I believe it is, but I'll double check.

I assume the folks that want undisturbed userspace are ok with the
mitigation to modify their application to flush by individual cache
lines if they want to use DAX without fsync.  At least until the
platform can provide a cheaper fsync implementation.
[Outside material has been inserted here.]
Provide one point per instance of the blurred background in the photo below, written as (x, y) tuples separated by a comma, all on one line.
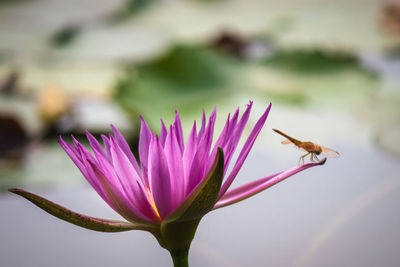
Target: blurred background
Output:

The option to drive cache flushing from the radix is at least
interruptible, but it might be long running depending on how much
virtual address space is dirty.  Altogether, the options in the
current generation are:

1/ wbinvd driven: quick flush O(size of cache), but long interrupt-off latency

2/ radix driven: long flush O(size of dirty range), but at least preempt-able

3/ DAX without calling fsync: userspace takes direct responsibility
for cache management of DAX mappings

4/ DAX disabled: fsync is the standard page cache writeback latency

We could potentially argue about 1 vs 2 ad nauseum, but I wonder if
there is room to it punt it to a configuration option or make it
dynamic?  My stance is do 1 with the hope of riding options 3 and 4
until the platform happens to provide a better alternative.